Queue
Syntax#
- q = Queue.new
- q.push object
- q << object # same as #push
- q.pop #=> object
Multiple Workers One Sink
We want to gather data created by multiple Workers.
First we create a Queue:
sink = Queue.new
Then 16 workers all generating a random number and pushing it into sink:
(1..16).to_a.map do
Thread.new do
sink << rand(1..100)
end
end.map(&:join)
And to get the data, convert a Queue to an Array:
data = [].tap { |a| a << sink.pop until sink.empty? }
One Source Multiple Workers
We want to process data in parallel.
Let’s populate source with some data:
source = Queue.new
data = (1..100)
data.each { |e| source << e }
Then create some workers to process data:
(1..16).to_a.map do
Thread.new do
until source.empty?
item = source.pop
sleep 0.5
puts "Processed: #{item}"
end
end
end.map(&:join)
One Source - Pipeline of Work - One Sink
We want to process data in parallel and push it down the line to be processed by other workers.
Since Workers both consume and produce data we have to create two queues:
first_input_source = Queue.new
first_output_sink = Queue.new
100.times { |i| first_input_source << i }
First wave of workers read an item from first_input_source
, process the item, and write results in first_output_sink
:
(1..16).to_a.map do
Thread.new do
loop do
item = first_input_source.pop
first_output_source << item ** 2
first_output_source << item ** 3
end
end
end
Second wave of workers uses first_output_sink
as its input source and reads, process then writes to another output sink:
second_input_source = first_output_sink
second_output_sink = Queue.new
(1..32).to_a.map do
Thread.new do
loop do
item = second_input_source.pop
second_output_sink << item * 2
second_output_sink << item * 3
end
end
end
Now second_output_sink
is the sink, let’s convert it to an array:
sleep 5 # workaround in place of synchronization
sink = second_output_sink
[].tap { |a| a << sink.pop until sink.empty? }
Pushing Data into a Queue - #push
q = Queue.new
q << "any object including another queue"
# or
q.push :data
- There is no high water mark, queues can infinitely grow.
#push
never blocks
Pulling Data from a Queue - #pop
q = Queue.new
q << :data
q.pop #=> :data
#pop
will block until there is some data available.#pop
can be used for synchronization.
Synchronization - After a Point in Time
syncer = Queue.new
a = Thread.new do
syncer.pop
puts "this happens at end"
end
b = Thread.new do
puts "this happens first"
STDOUT.flush
syncer << :ok
end
[a, b].map(&:join)
Converting a Queue into an Array
q = Queue.new
q << 1
q << 2
a = Array.new
a << q.pop until q.empty?
Or a one liner:
[].tap { |array| array < queue.pop until queue.empty? }
Merging Two Queues
- To avoid infinitely blocking, reading from queues shouldn’t happen on the thread merge is happening on.
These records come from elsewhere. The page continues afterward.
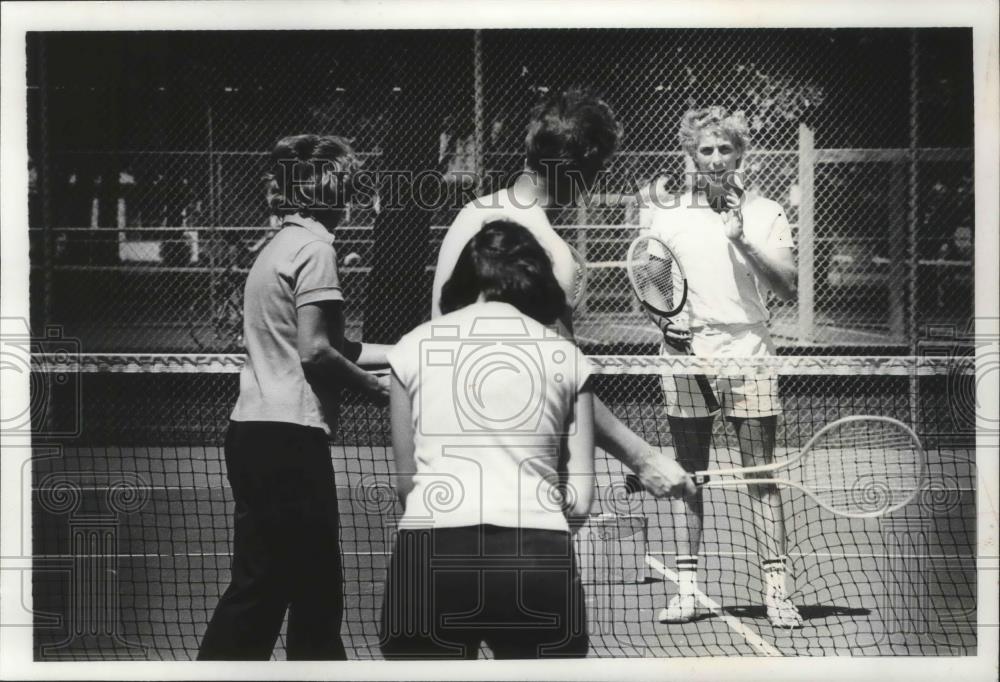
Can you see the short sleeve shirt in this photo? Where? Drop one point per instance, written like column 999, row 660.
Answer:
column 502, row 205
column 297, row 267
column 722, row 286
column 492, row 394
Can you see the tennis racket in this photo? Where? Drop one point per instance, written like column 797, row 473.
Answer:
column 658, row 281
column 579, row 280
column 861, row 467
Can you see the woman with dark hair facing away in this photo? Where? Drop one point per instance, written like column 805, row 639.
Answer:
column 286, row 554
column 492, row 434
column 570, row 139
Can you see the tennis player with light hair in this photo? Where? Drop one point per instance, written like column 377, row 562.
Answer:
column 286, row 554
column 570, row 139
column 735, row 246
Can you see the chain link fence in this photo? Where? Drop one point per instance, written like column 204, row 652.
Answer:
column 147, row 151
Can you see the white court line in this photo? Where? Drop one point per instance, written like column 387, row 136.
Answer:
column 752, row 638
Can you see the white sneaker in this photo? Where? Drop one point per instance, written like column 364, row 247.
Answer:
column 780, row 609
column 681, row 609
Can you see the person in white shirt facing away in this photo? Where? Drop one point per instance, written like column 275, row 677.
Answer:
column 735, row 246
column 286, row 554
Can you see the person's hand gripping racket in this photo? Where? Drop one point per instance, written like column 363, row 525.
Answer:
column 731, row 205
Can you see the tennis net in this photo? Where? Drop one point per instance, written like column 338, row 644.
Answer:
column 132, row 514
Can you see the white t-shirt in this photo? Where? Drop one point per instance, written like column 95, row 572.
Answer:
column 298, row 266
column 492, row 394
column 502, row 206
column 722, row 287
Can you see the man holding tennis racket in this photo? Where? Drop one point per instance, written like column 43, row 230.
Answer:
column 570, row 138
column 731, row 247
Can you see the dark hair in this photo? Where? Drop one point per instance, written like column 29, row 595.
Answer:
column 504, row 262
column 575, row 127
column 310, row 172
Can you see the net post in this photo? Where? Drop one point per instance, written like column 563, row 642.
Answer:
column 807, row 162
column 912, row 220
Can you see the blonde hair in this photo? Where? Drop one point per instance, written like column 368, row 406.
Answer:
column 697, row 121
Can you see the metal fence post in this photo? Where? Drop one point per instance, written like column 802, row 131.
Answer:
column 44, row 170
column 478, row 105
column 897, row 252
column 807, row 245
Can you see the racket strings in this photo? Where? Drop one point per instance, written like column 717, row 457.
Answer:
column 863, row 467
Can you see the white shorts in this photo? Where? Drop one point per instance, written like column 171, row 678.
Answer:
column 739, row 397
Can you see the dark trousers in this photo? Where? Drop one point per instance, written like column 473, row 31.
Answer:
column 286, row 554
column 449, row 590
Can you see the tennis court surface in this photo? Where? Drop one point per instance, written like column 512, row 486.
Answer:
column 132, row 518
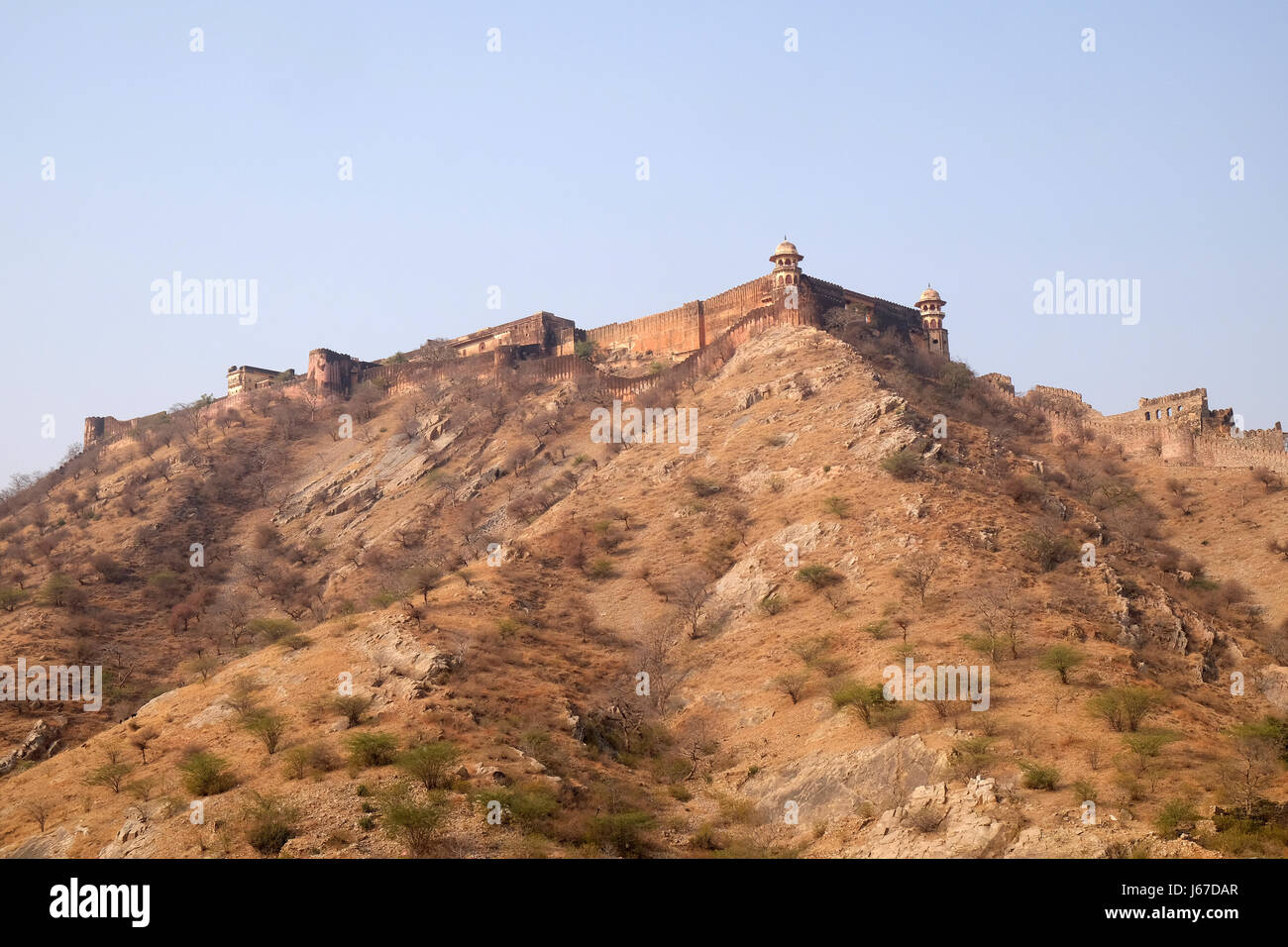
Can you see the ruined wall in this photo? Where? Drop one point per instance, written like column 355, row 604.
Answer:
column 674, row 330
column 541, row 331
column 1188, row 408
column 687, row 328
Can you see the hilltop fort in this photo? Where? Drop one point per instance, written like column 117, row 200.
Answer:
column 681, row 343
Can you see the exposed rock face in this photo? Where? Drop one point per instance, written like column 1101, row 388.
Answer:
column 133, row 839
column 1157, row 617
column 400, row 655
column 938, row 822
column 1273, row 684
column 831, row 787
column 38, row 745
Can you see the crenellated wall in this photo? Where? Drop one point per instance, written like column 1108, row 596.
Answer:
column 541, row 347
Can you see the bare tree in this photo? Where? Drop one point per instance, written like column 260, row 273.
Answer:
column 657, row 659
column 917, row 571
column 691, row 591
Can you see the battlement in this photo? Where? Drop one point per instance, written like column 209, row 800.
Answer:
column 544, row 344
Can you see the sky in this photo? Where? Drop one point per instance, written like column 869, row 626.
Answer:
column 978, row 147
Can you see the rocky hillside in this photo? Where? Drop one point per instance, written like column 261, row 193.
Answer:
column 472, row 630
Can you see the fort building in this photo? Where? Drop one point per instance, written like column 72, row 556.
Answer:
column 244, row 377
column 544, row 346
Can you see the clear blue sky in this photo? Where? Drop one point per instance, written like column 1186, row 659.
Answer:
column 518, row 169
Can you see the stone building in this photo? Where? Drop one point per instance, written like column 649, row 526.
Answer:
column 539, row 335
column 244, row 377
column 544, row 344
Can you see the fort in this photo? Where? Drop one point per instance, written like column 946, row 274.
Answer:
column 627, row 359
column 623, row 359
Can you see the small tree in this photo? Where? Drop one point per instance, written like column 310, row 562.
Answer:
column 917, row 571
column 352, row 706
column 40, row 810
column 424, row 579
column 269, row 823
column 1061, row 659
column 206, row 775
column 429, row 763
column 903, row 464
column 412, row 822
column 793, row 684
column 268, row 728
column 1125, row 707
column 372, row 749
column 111, row 775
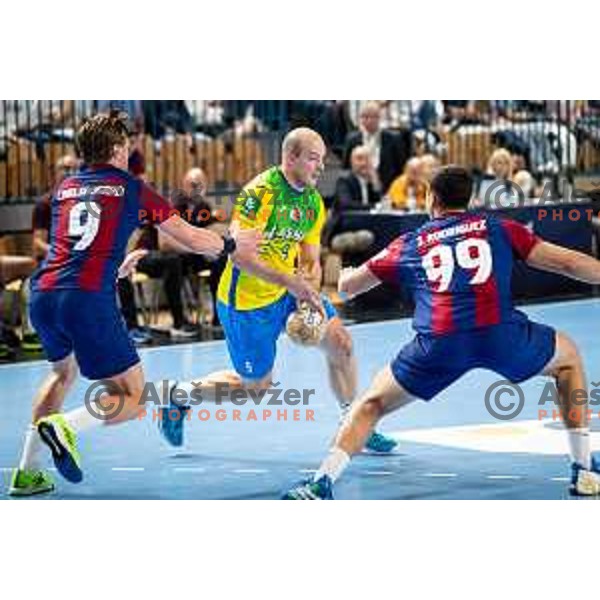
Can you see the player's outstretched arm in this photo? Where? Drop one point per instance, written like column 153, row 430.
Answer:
column 564, row 261
column 204, row 241
column 354, row 282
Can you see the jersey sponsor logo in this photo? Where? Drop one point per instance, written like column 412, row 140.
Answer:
column 91, row 190
column 428, row 238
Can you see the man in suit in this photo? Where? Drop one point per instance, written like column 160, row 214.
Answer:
column 358, row 189
column 389, row 151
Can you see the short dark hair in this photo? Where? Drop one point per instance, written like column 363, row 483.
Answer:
column 453, row 187
column 97, row 136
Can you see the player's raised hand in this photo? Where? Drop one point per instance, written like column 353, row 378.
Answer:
column 247, row 242
column 130, row 263
column 304, row 292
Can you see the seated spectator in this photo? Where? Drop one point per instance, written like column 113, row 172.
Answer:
column 408, row 192
column 358, row 189
column 429, row 166
column 522, row 177
column 167, row 266
column 11, row 268
column 197, row 211
column 389, row 151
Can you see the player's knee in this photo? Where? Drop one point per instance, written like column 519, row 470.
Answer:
column 371, row 408
column 569, row 357
column 67, row 372
column 339, row 341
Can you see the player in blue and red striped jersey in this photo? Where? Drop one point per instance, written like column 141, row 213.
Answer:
column 73, row 303
column 458, row 268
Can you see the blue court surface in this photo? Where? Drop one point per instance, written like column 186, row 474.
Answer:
column 449, row 448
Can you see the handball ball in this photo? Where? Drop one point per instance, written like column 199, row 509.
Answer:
column 306, row 326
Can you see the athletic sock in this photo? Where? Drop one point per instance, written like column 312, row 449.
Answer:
column 30, row 459
column 85, row 417
column 579, row 444
column 334, row 465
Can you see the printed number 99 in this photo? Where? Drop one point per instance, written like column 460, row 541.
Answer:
column 439, row 262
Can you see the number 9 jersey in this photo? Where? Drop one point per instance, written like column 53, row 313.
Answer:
column 458, row 269
column 93, row 215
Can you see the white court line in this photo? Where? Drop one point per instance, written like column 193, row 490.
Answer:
column 251, row 471
column 190, row 469
column 127, row 469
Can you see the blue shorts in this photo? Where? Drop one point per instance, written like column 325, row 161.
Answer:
column 88, row 324
column 516, row 350
column 252, row 334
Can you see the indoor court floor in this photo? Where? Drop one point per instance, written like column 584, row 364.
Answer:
column 449, row 448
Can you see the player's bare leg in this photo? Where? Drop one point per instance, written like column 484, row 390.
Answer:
column 121, row 402
column 29, row 477
column 566, row 367
column 384, row 396
column 343, row 376
column 341, row 362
- To avoid synchronization or infinitely waiting for one of queues while other has data, reading from queues shouldn’t happen on same thread.
Let’s start by defining and populating two queues:
q1 = Queue.new
q2 = Queue.new
(1..100).each { |e| q1 << e }
(101..200).each { |e| q2 << e }
We should create another queue and push data from other threads into it:
merged = Queue.new
[q1, q2].map do |q|
Thread.new do
loop do
merged << q.pop
end
end
end
If you know you can completely consume both queues (consumption speed is higher than production, you won’t run out of RAM) there is a simpler approach:
merged = Queue.new
merged << q1.pop until q1.empty?
merged << q2.pop until q2.empty?